The OnePlus Buds Z2 earbuds are truly wireless and offer both active noise cancelation (ANC) and Dolby Atmos capabilities.
I never tried the first-generation OnePlus Buds Z wireless earbuds, which were released about a year ago, offering 10-mm dynamic drivers, Bluetooth 5.0 and Quick Pair, and about 20 hours of total playback time for about $50. But I did recently test the firm’s flagship OnePlus Buds Pro, and it appears that the two products represent OnePlus’ competition for the Apple AirPods and AirPods Pro, respectively. Makes sense.
OnePlus notes that the second-generation Buds Z2 earbuds improve on their predecessor in some important ways. They provide the same 11-mm dynamic drivers and ANC capabilities as the Buds Pro, for example, and as a result are more expensive than their predecessors, at about $100. (The Buds Pro retail for $150.) To be clear, this is a great price for a pair of ANC-capable earbuds.
Anyway, earbuds are a curious thing, in part because everyone’s ears are different: I may find a particular pair of earbuds to be comfortable, but someone else will find them uncomfortable, and vice versa. So all I can really do in this area is to see how well they work for me. And to date, I’ve had great success across a wide variety of earbuds, and I almost always just use the default ear tips and don’t need to fiddle with the other tips that each hardware maker bundles.
The one exception, go figure, was the OnePlus Buds Pro. I just never found a set of tips that worked well for my ears.

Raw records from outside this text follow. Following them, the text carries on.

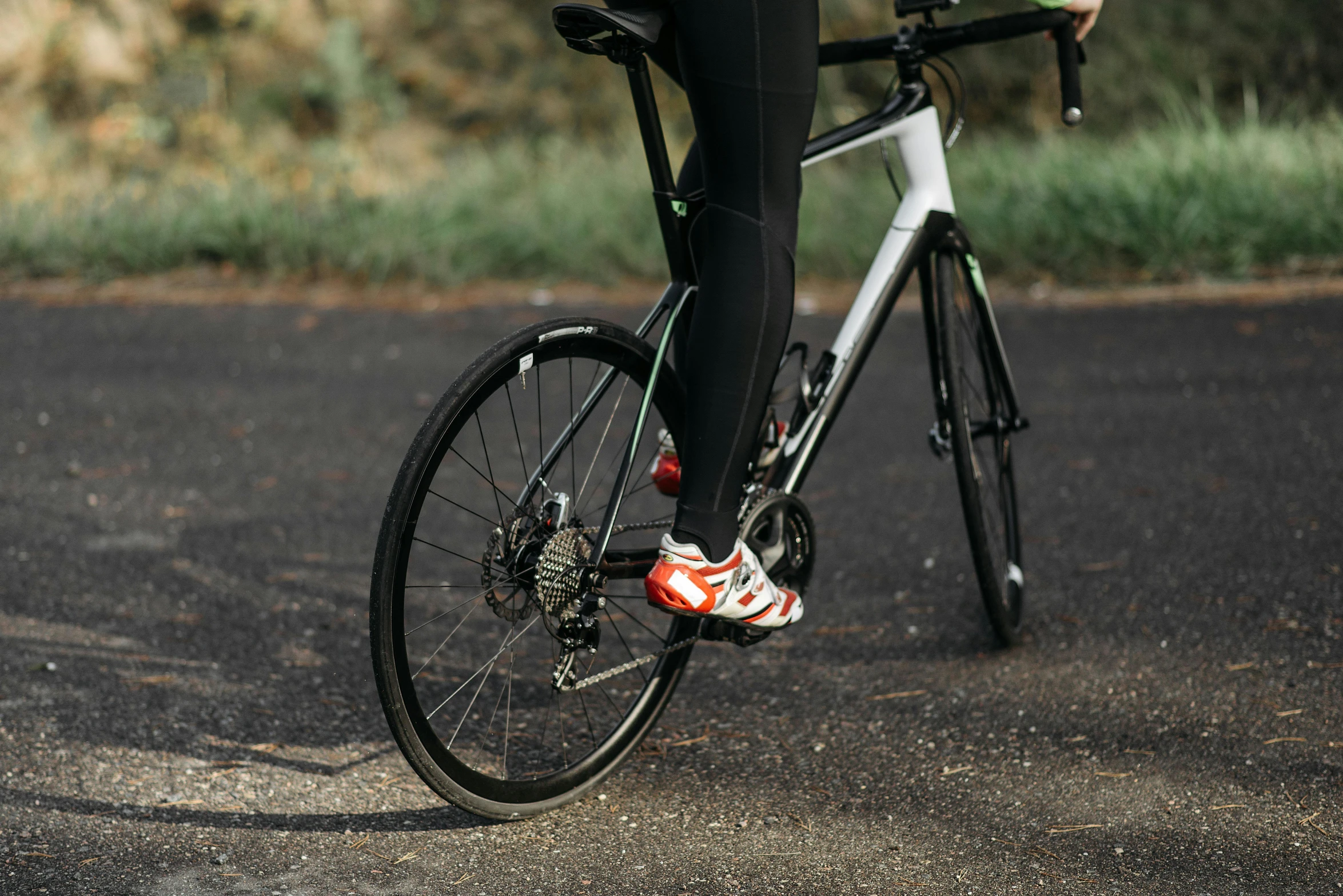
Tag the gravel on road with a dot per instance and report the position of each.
(189, 505)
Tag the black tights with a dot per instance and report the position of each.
(750, 71)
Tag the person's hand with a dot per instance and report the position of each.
(1087, 13)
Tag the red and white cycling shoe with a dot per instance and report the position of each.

And that was a problem because their ANC capabilities rely on a tight seal: if an earbud comes loose, either by exercise or just a poor fit, the ANC turns off. That’s a bad system to my mind—I’d prefer an option to just leave ANC on regardless of what’s happening and battery life be damned—but whatever. It meant that the OnePlus Buds Pro just weren’t for me.
Naturally, I was worried about this with the OnePlus Buds Z2 earbuds, too. As with the Buds Pro, they come with extra tips (and a short USB-A to USB-C charging cable). A quick test with the default tips seemed to work fine, but I waited to write this until I used them for an hour at the gym with both cardio and weight-based exercises.
And I’m happy to report my surprise: the default tips work great. Perfectly, in the sense that ANC never disabled, a key need of mine at the gym. And I never even had to adjust them from time to time as I do regularly with the Earfun earbuds I normally use. Nice.
I’ll keep using them, of course, but I already like the controls, among them single-tap either bud by default to Play/Pause, for example, and press and hold to toggle between full ANC and transparency mode, which lets in the outside world so you can hear and speak to others. And the ANC is terrific and exactly what I’m looking for at the gym.
I also like that they come in both white and black. I get the white thing, since that’s what Apple uses and companies will never stop trying to copy that look. But I prefer black, and I was happy to get that version for review.
So far so good. I’ll report back again soon.